Internet: una porta aperta al mondo

Diácono Orlando Fernández Guerra

Orlando Fernández Guerra è un diacono permanente dell ‘ Arcidiocesi di L’Avana. In questo difficile 2020 ha compiuto diciassette anni di ordine, per gran parte di questo tempo ha guidato il Dipartimento di Animazione Biblica della Pastorale dell’Arcivescovado barbaresco. In generale, il contenuto del suo lavoro è volto in primo luogo a gestire le Bibbie per l’attività pastorale parrocchiale. Poiché questi non si verificano a Cuba, la loro acquisizione dipende dalla generosa collaborazione di cristiani di altri paesi. L’altra parte dell’opera di questo uomo instancabile, sicuramente quello che richiede il massimo del suo tempo e del suo impegno, è quella di condividere la Scrittura con i membri delle comunità parrocchiali, dei movimenti pastorali e delle Case di Missione. Questo lavoro viene svolto attraverso laboratori, corsi, discorsi e ritiri, in cui affronta vari argomenti che corrispondono a qualche ciclo liturgico o alle esigenze della formazione biblica che avverte nella diocesi.

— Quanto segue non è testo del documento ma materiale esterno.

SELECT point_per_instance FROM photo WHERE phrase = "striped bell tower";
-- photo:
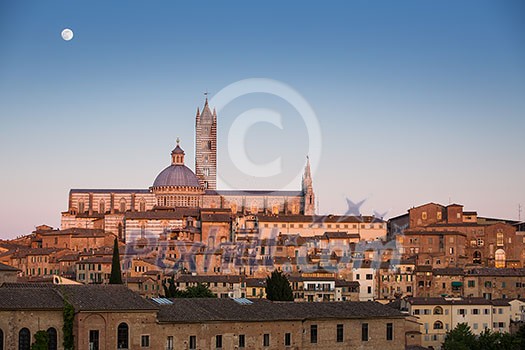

Sebbene l’ambientazione fondamentale della sua missione sia l’arcidiocesi dell’Avana, che raggiunge tre province e il comune speciale Isla de la Juventud, Orlando collabora con tutte le diocesi del paese.

Per un uomo estremamente laborioso, con un rispetto quasi inglese per gli orari, il Covid-19 significava cosa per tanti: qualche disallineamento emotivo. Il nuovo virus ha messo a rischio molte vite e ha costretto il mondo, ogni persona, a fermare il suo passaggio affrettato, a farsi prendere a casa e a ripensarsi giorno dopo giorno da una nuova realtà. Non incrociare le braccia. Come altri, Orlando ha trovato sui social lo spazio ideale per continuare a condividere le Scritture. A questo proposito, parlò con la Nuova Parola, proprio come fu anche ri-stressato come nonno, questa volta di una bella ragazza che si chiamava Saile.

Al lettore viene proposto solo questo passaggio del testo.